How can one both exist naturally and exist alternately on Facebook? Sure enough, there are dissimilarities and notable separations, but the problem which I wished to expose was that there is also an alternate reality. This Facebook reality is abject to us: it captures reality in a mimicked fashion and skews it so that we see life through different lenses. It is in this fashion that we are contorted by the influx of Facebook feedback and faced yet again with questioning the authenticity of the self in reality.

My final point was cleverly written out before I erased it and replaced it with the sentence that you are reading now. This component of the Facebook dilemma features the undo function: the ability to reverse, undo, or delete almost anything you do on Facebook. No longer do people need to think before they talk if there is a function which can erase what was said with merely one click. What does this mean for the self? One way to quite understand this is to imagine having a conversation with someone. You ask her a question and await her response. Then, when she is talking, as you assume because her mouth is moving, you hear nothing come out. You look upon her quizzically as this strange phenomenon occurs. Then her mouth stops and you hear the response and usually all is well. But for the few moments of phenomenon, you were lost, confused and curious as to what was being said. This is similar to the words of a person being deleted before being sent to you. There is also the case where the words are sent, but immediately deleted later, but the two cases are nearly identical for the sake of this argument.
These words were bits of consciousness streamed onto the keyboard and into data on a computer. The real doubt arises when you try to figure out what was trying to be said. Surely you can cast the matter aside, but words that existed and that could have been meant for you were held captive and disintegrated before you were even able to cast your own judgment on their value. Simply, you were robbed of your thinking capacities and manipulated by the other person to believe that the words you ultimately read were meant all along.
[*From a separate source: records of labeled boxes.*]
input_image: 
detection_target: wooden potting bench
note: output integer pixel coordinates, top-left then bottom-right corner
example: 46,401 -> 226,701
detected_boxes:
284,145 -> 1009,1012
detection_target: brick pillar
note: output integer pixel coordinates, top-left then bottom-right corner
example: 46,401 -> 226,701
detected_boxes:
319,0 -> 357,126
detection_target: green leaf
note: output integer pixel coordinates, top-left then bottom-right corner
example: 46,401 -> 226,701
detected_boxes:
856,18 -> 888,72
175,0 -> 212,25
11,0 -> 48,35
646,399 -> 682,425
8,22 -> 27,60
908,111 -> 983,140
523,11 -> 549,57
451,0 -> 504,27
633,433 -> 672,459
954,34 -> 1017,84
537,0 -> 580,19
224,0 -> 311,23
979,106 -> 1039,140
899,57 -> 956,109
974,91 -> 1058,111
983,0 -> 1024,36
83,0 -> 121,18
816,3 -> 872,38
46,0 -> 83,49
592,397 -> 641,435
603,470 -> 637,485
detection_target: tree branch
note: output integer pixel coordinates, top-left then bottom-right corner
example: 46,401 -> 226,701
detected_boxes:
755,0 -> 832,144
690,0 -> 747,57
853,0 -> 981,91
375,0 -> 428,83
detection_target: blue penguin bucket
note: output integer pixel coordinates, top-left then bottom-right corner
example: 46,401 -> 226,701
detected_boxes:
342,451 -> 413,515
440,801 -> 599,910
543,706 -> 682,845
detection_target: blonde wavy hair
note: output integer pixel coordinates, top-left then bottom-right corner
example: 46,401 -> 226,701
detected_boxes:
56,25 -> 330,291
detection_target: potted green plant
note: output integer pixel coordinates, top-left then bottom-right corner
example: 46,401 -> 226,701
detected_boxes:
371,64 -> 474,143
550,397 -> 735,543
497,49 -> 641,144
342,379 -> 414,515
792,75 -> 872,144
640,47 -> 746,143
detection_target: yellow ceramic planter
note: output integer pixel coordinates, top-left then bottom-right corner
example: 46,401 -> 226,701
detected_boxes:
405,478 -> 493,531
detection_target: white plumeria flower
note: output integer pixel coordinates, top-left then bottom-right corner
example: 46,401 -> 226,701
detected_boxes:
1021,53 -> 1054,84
This runs into several problems of its own. Like, what am I reading on Facebook that is really significant? How much of this was cleverly thought of before reaching their wall? What were they originally writing before they erased it and replaced it with this message? The answers to these questions may overwhelmingly lead to dead ends or irrelevancies. But one may never know because the opportunity to think was controlled by a person thousands of miles away.

To think this way is to think like a madman. It’s dangerous and unhealthy. Which is why when we ask “What were you saying?” we may often get the response “don’t worry about it.” But what you see in a blog post may or may not be what was originally intended in the mind of the blogger, who knows? What you can do is judge based on what you see, and know for yourself that you are using your mental capacities to evaluate your self’s integrity. Sometimes the safest way is the simplest way, but if we allow our senses to guide us, then we may not give ourselves the opportunity to exercise our free will of mind, so it’s as if it doesn’t exist. That’s why it would never hurt to peek a little more into a situation and gather information to make educated conclusions of matters for yourself. After all, it’s because we can think for ourselves that our individual self exists, no matter how manipulated it may be. “Cogito ergo sum” –Descartes.